Em Furnas o sistema envolve seis sondas para o monitoramento ambiental das atividades de criação de pescado em quatro braços do reservatório. O equipamento repassa todos os dados para o satélite e permite a visualização em tempo real do que acontece no reservatório, via internet. O sistema tem por base o equipamento de monitoramento ambiental que vem sendo implantado pelo Inpe há 15 anos nos grandes reservatórios do País. 
As sondas serão imersas, a partir de plataformas flutuantes, nas águas dos parques aquícolas de Guapé 1 e 2, no município mineiro de Guapé (MG).
As cinco menores são capazes de registrar parâmetros da qualidade da água como PH, oxigênio dissolvido, temperatura em 15 profundidades, condutividade e turbidez. A maior, além destes parâmetros, verifica a radiação solar, a pressão atmosférica, a umidade relativa do ar e a direção e magnitude dos ventos.

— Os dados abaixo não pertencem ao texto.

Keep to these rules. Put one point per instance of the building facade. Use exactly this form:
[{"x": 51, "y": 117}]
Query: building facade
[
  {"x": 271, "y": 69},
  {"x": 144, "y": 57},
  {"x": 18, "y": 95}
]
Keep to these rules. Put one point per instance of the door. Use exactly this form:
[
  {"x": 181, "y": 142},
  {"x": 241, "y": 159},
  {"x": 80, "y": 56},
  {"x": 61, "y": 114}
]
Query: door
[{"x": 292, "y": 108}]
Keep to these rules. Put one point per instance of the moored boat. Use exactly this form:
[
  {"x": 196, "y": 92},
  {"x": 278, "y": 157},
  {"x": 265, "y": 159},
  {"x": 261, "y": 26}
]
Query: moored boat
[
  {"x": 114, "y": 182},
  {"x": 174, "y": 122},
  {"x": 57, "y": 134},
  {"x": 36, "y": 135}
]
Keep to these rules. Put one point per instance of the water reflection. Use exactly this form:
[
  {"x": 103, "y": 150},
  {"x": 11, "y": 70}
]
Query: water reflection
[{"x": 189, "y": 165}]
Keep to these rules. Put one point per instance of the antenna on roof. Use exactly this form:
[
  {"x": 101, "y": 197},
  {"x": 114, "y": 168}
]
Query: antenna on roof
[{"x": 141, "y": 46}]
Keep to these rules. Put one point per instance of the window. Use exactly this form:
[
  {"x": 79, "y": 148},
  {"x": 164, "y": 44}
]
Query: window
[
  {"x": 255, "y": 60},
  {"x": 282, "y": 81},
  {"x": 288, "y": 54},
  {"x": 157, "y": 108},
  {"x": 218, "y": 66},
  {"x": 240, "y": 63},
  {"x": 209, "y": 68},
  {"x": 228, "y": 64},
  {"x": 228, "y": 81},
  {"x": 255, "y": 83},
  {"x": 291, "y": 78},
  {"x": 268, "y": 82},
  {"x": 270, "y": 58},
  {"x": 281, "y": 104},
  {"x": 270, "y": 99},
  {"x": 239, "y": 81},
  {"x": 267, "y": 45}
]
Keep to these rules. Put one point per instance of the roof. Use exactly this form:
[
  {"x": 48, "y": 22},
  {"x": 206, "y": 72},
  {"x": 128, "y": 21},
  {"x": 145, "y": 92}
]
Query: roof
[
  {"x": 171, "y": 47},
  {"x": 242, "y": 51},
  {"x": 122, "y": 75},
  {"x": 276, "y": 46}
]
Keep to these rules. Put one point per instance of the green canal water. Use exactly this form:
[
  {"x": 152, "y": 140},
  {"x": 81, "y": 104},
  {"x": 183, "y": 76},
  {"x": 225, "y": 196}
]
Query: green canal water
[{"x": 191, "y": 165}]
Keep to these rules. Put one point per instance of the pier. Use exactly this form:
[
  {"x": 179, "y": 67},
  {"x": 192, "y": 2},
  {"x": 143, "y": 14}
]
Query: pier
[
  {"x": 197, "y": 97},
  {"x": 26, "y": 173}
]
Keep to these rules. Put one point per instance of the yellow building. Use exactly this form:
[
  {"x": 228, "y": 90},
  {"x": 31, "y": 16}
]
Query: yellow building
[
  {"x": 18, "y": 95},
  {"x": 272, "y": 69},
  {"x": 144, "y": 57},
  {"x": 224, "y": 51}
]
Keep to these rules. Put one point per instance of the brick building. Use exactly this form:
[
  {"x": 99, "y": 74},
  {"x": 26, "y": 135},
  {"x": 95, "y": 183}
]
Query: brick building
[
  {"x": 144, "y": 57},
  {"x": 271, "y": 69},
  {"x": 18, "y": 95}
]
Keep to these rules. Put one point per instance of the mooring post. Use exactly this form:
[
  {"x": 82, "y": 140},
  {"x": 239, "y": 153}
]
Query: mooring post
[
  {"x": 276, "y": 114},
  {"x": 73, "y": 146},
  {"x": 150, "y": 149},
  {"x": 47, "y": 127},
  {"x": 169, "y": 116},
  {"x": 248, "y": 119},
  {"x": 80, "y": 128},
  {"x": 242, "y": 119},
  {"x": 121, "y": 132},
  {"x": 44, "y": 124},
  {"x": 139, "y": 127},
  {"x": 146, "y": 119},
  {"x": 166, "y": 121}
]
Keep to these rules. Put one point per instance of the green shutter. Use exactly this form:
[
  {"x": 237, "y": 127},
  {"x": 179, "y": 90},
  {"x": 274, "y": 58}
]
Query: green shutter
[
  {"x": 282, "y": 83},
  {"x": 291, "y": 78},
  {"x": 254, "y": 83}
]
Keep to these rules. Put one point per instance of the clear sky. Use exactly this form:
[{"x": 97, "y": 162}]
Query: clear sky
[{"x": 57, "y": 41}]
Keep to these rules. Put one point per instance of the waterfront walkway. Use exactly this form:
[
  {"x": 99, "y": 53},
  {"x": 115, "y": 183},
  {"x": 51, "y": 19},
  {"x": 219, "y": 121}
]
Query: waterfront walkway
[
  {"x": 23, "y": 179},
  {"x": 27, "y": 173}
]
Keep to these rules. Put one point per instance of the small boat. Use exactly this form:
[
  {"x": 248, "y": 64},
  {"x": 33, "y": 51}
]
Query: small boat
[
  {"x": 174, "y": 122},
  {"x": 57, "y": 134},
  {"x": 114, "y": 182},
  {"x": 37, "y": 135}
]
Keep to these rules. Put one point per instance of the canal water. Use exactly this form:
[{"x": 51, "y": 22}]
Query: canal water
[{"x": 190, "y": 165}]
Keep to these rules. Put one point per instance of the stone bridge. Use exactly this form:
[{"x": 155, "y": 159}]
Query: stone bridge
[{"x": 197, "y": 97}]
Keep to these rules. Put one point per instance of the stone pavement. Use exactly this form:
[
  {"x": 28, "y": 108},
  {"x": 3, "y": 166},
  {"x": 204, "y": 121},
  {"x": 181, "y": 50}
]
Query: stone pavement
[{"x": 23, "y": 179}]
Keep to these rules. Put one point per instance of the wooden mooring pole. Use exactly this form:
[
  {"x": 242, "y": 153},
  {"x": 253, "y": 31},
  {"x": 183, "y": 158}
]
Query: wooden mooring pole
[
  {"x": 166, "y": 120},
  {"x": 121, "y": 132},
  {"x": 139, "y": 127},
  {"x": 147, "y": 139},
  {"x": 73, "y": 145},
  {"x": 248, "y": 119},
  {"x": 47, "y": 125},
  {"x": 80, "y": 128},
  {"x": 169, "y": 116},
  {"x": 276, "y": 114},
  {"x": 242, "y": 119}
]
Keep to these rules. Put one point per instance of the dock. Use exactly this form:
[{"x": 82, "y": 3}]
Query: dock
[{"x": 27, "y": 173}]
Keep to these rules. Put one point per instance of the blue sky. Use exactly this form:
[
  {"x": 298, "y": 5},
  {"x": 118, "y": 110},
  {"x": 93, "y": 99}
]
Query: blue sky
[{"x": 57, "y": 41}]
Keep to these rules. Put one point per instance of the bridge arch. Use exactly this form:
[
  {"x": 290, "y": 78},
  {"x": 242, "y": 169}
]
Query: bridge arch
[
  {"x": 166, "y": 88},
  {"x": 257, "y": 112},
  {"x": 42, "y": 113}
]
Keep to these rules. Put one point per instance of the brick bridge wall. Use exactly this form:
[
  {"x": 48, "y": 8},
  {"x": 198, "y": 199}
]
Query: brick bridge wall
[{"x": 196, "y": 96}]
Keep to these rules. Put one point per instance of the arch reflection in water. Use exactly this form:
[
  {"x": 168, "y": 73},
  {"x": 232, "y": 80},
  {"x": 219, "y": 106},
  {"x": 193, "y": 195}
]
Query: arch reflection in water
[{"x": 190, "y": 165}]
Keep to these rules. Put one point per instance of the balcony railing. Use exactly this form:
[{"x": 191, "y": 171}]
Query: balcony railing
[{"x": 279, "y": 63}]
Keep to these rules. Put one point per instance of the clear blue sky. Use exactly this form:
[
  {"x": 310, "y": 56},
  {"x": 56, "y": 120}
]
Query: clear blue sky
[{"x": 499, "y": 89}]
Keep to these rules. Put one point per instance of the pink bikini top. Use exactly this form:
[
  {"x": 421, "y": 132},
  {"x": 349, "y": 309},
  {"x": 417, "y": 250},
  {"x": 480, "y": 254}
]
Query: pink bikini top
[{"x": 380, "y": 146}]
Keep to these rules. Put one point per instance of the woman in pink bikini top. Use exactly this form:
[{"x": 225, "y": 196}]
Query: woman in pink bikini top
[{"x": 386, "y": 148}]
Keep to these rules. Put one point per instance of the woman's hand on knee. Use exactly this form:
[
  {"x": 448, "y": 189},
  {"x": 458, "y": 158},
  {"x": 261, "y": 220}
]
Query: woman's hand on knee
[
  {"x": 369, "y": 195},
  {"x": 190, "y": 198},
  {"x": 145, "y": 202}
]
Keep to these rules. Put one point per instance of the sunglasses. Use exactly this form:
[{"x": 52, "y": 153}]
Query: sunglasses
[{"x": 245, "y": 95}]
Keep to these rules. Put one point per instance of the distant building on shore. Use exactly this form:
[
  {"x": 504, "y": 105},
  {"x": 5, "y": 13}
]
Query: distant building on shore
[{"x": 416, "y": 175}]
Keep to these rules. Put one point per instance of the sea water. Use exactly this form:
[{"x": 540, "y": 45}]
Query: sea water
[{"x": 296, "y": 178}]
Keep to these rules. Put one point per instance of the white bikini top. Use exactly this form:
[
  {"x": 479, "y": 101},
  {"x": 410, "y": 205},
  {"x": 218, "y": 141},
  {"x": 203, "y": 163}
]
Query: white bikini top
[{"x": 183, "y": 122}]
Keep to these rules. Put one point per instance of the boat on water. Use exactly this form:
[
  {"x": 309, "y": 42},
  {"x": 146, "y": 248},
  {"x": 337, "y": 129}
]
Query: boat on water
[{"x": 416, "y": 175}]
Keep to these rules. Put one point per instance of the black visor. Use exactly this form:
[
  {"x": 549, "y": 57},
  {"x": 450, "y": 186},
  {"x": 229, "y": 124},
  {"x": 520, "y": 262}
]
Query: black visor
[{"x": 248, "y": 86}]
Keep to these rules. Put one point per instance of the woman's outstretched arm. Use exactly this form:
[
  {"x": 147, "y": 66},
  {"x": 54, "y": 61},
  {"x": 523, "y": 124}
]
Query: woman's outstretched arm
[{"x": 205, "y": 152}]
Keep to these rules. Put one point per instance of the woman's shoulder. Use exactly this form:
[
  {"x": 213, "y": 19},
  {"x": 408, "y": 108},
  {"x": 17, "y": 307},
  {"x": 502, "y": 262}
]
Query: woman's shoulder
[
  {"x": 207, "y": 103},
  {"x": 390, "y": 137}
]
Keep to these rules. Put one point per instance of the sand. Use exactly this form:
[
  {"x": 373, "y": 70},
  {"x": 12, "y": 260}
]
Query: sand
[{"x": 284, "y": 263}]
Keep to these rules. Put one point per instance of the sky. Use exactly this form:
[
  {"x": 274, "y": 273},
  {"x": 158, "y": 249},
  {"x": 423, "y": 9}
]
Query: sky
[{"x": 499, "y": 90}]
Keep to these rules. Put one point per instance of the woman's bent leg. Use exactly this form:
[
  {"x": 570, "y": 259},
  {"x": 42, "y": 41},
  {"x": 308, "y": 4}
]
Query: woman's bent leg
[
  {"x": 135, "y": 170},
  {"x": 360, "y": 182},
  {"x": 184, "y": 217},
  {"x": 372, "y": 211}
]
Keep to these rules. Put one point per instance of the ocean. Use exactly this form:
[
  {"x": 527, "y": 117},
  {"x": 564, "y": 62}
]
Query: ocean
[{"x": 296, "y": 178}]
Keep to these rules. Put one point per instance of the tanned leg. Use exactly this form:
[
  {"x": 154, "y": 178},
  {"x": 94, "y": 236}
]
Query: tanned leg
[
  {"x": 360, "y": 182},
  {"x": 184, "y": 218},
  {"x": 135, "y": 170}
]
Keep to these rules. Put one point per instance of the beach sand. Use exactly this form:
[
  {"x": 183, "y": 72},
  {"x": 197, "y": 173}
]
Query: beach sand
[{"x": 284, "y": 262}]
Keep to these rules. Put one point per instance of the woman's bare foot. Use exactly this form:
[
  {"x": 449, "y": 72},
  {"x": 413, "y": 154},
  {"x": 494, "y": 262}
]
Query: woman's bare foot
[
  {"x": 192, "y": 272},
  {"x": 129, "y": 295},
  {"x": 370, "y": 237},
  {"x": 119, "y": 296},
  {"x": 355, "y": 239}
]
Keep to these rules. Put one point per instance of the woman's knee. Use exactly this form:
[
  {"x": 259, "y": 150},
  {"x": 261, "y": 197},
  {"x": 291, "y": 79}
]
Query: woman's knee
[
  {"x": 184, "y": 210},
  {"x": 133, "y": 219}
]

Segundo Fernanda Sampaio, pesquisadora e coordenadora do projeto na Embrapa Meio Ambiente, as sondas mostrarão não apenas a influência da aquicultura no meio ambiente como também a de outras atividades produtivas na região, como a agricultura. As sondas também prometem se transformar em uma ferramenta de gestão para os aquicultores. “A detecção de uma corrente de ar frio, por exemplo, pode indicar aos produtores que não será necessário dar ração no momento aos peixes, porque com a temperatura da água mais baixa eles deixam o alimento de lado”, explica. No projeto, o MPA está investindo recursos da ordem de R$ 1,4 milhão e a Embrapa uma contrapartida de R$ 400 mil.